What effect could CBD have on other medication?
But it’s not just how CBD breaks down in the body that scientists are interested in when researching its pharmacological potential. A crucial question to understand is how CBD interacts with other drugs.
In an article published on Project CBD Adrian Devitt-Lee describes how “CBD and other plant cannabinoids can potentially interact with many pharmaceuticals by inhibiting the activity of cytochrome P450, a family of liver enzymes. This key enzyme group metabolizes most of the drugs we consume, including more than 60 percent of marketed meds.”
He goes on, “By occupying the site of enzymatic activity, CBD displaces its chemical competitors and prevents cytochrome P450 from metabolizing other compounds.”
What this means in effect is that if someone is taking other pharmaceutical medication alongside CBD, this blocking action may impede the prescription drug’s metabolism, resulting in higher levels in the bloodstream and possibly toxicity.
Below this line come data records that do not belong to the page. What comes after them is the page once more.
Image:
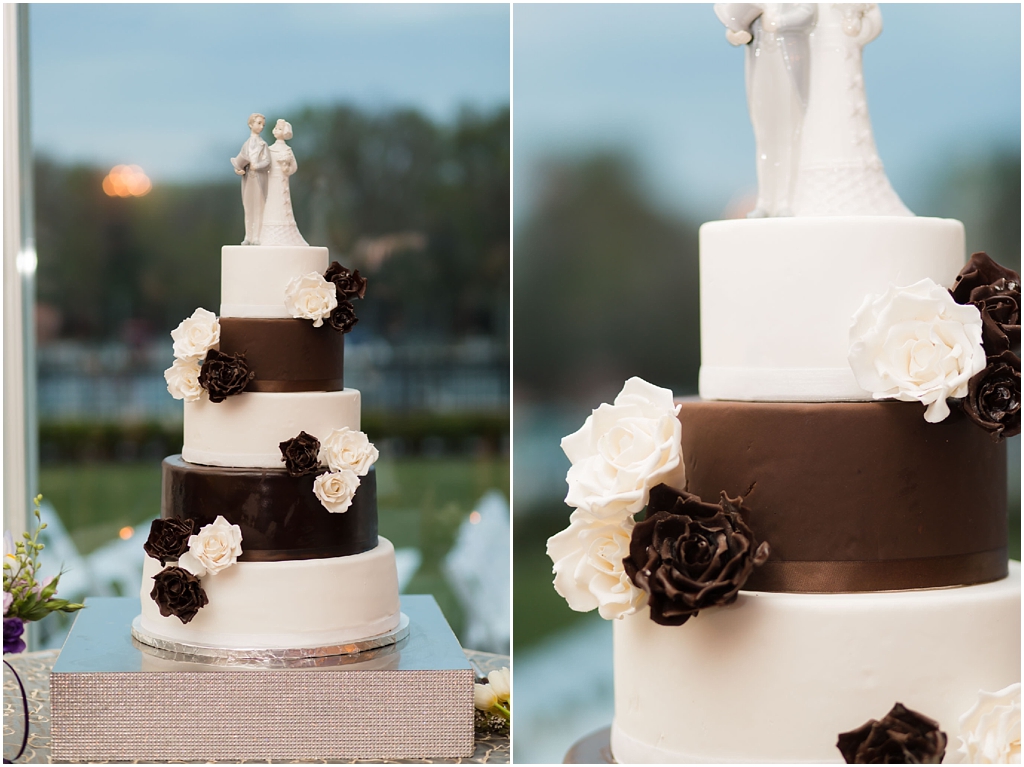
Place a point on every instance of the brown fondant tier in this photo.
(854, 496)
(287, 354)
(280, 516)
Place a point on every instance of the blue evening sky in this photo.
(170, 86)
(660, 81)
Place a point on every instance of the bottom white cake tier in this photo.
(776, 677)
(291, 604)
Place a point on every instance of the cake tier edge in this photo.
(290, 604)
(246, 430)
(777, 296)
(287, 354)
(776, 677)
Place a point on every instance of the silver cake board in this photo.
(114, 698)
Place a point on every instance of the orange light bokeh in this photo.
(126, 180)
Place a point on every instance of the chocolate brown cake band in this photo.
(835, 578)
(905, 503)
(287, 354)
(280, 516)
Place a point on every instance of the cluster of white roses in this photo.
(990, 731)
(623, 451)
(310, 297)
(348, 454)
(916, 344)
(193, 339)
(494, 697)
(214, 548)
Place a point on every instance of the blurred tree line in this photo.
(422, 208)
(606, 283)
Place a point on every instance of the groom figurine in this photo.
(776, 36)
(253, 164)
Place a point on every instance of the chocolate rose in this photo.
(343, 317)
(299, 455)
(168, 539)
(996, 293)
(349, 284)
(688, 554)
(178, 593)
(223, 375)
(993, 398)
(903, 736)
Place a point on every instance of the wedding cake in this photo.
(267, 535)
(808, 563)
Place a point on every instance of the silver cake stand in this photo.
(333, 654)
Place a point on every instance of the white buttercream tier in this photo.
(776, 677)
(293, 604)
(246, 430)
(777, 297)
(253, 278)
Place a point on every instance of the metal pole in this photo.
(20, 462)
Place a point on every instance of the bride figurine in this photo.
(840, 172)
(279, 221)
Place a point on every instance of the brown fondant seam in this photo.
(893, 574)
(322, 384)
(326, 552)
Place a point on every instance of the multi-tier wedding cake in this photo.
(267, 536)
(808, 563)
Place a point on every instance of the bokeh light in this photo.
(126, 180)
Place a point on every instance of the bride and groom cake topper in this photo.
(805, 90)
(265, 195)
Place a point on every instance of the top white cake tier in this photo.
(777, 297)
(253, 278)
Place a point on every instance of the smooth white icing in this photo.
(247, 429)
(301, 603)
(776, 677)
(253, 278)
(778, 295)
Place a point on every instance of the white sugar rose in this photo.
(483, 697)
(990, 731)
(347, 449)
(624, 450)
(588, 565)
(916, 344)
(197, 335)
(214, 548)
(336, 489)
(310, 297)
(182, 379)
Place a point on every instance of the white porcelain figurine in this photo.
(279, 220)
(840, 171)
(253, 164)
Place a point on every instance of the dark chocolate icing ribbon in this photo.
(892, 574)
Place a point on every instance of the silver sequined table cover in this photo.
(410, 656)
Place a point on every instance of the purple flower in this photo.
(12, 630)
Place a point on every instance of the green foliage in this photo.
(606, 287)
(985, 195)
(422, 503)
(62, 441)
(422, 208)
(31, 599)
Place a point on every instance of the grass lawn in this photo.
(422, 503)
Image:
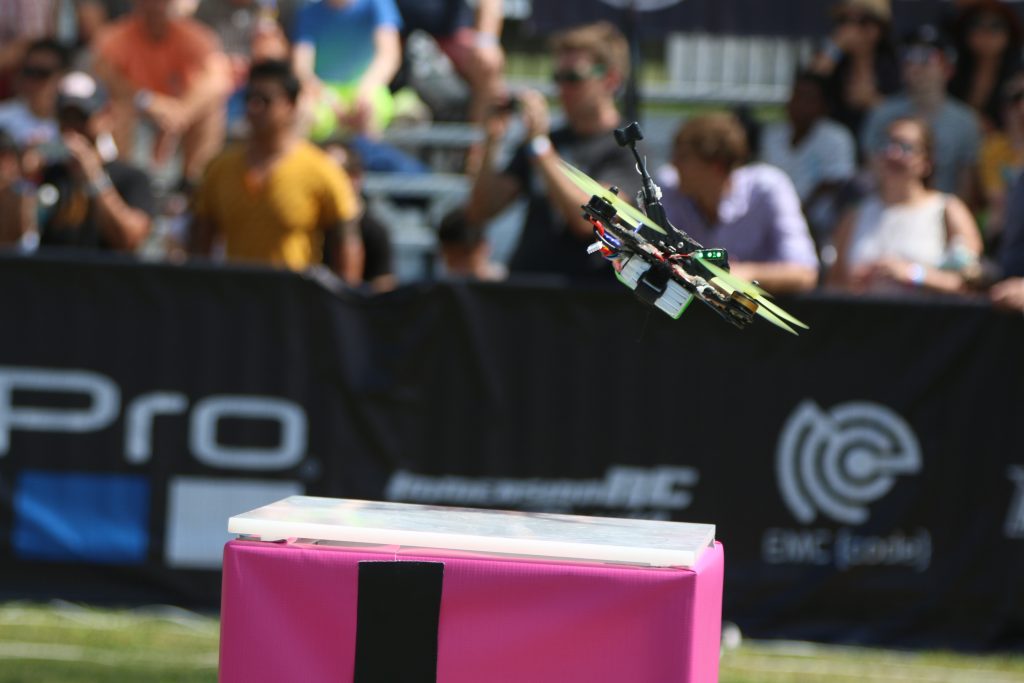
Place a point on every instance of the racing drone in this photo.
(665, 266)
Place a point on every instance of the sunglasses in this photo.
(858, 19)
(37, 73)
(992, 25)
(257, 97)
(567, 76)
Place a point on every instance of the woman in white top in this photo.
(905, 236)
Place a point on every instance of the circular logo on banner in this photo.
(840, 461)
(641, 5)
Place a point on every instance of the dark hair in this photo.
(602, 41)
(7, 143)
(456, 230)
(715, 137)
(1010, 61)
(53, 47)
(280, 71)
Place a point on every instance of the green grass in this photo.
(72, 644)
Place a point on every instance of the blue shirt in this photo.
(343, 37)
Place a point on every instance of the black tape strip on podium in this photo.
(398, 608)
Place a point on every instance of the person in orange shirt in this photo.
(273, 199)
(171, 71)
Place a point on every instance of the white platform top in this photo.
(547, 536)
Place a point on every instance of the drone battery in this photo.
(672, 299)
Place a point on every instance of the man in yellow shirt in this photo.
(272, 199)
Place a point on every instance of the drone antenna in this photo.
(628, 137)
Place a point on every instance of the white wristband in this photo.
(540, 145)
(918, 274)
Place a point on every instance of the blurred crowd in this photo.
(895, 168)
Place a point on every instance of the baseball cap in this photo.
(81, 91)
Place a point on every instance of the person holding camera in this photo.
(591, 65)
(83, 196)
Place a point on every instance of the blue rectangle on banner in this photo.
(81, 517)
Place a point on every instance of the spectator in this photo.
(16, 203)
(346, 53)
(171, 71)
(471, 41)
(95, 201)
(987, 39)
(31, 117)
(928, 63)
(591, 63)
(858, 61)
(22, 22)
(378, 270)
(906, 236)
(249, 32)
(753, 211)
(1009, 294)
(272, 199)
(465, 252)
(817, 154)
(1001, 158)
(1012, 248)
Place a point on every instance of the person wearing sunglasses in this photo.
(906, 236)
(591, 63)
(273, 199)
(87, 198)
(928, 65)
(31, 117)
(858, 61)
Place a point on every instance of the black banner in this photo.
(866, 477)
(796, 18)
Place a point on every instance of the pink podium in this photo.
(291, 612)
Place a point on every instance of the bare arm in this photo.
(489, 17)
(778, 278)
(961, 226)
(387, 59)
(123, 225)
(18, 207)
(492, 191)
(212, 83)
(563, 195)
(839, 274)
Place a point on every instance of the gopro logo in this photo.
(102, 407)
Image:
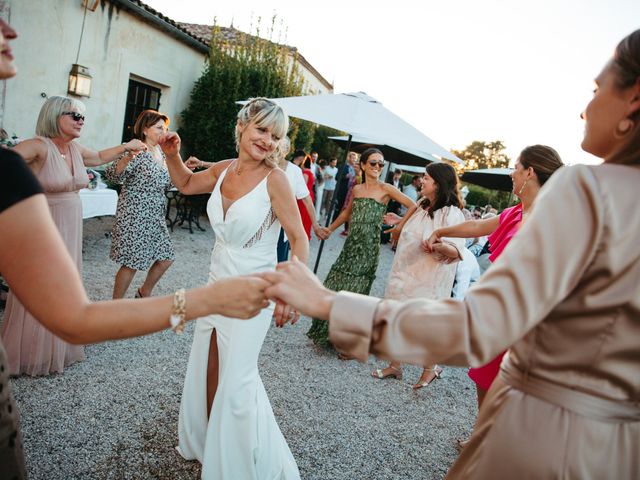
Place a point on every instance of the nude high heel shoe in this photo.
(380, 373)
(437, 374)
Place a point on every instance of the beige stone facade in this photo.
(122, 41)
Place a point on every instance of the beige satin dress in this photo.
(565, 297)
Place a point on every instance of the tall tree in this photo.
(242, 67)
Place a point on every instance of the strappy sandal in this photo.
(437, 374)
(380, 374)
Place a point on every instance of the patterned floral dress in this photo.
(140, 235)
(355, 268)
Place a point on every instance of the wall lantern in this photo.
(79, 81)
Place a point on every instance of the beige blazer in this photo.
(565, 297)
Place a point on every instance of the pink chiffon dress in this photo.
(510, 220)
(31, 348)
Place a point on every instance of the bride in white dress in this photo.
(226, 421)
This was found to be the case in a small clinical study at Massachusetts General Hospital involving children with refractory epilepsy who took CBD alongside the anticonvulsant medication, clobazam.
Scientists discovered that CBD increased the concentration of clobazam in the blood, which required a reduction in dose as a result.
It would be prudent therefore if you are taking CBD alongside certain other prescribed drugs, to inform your doctor so they can look out for any changes in the levels of medication in your blood, as an adjustment in dosing regime might be necessary.
For more information about drugs that are metabolized by P-450 enzymes that could potentially interact with CBD, please see this table from the Indiana University Department of Medicine.
It’s clear then to see that CBD’s multiple molecular action is even more complex than originally thought, and that a crucial area of exploration should be into the cannabinoid’s interaction with other prescription medication. However, it remains hypothetical whether CBD’s metabolites contribute significantly to its observed therapeutic effect.
Disclaimer: Views expressed here do not necessarily reflect those of Endoca and its staff. This article is not intended to provide medical advice, diagnosis, treatment or cure. Endoca CBD products have not been approved by the US Food and Drug Administration (FDA).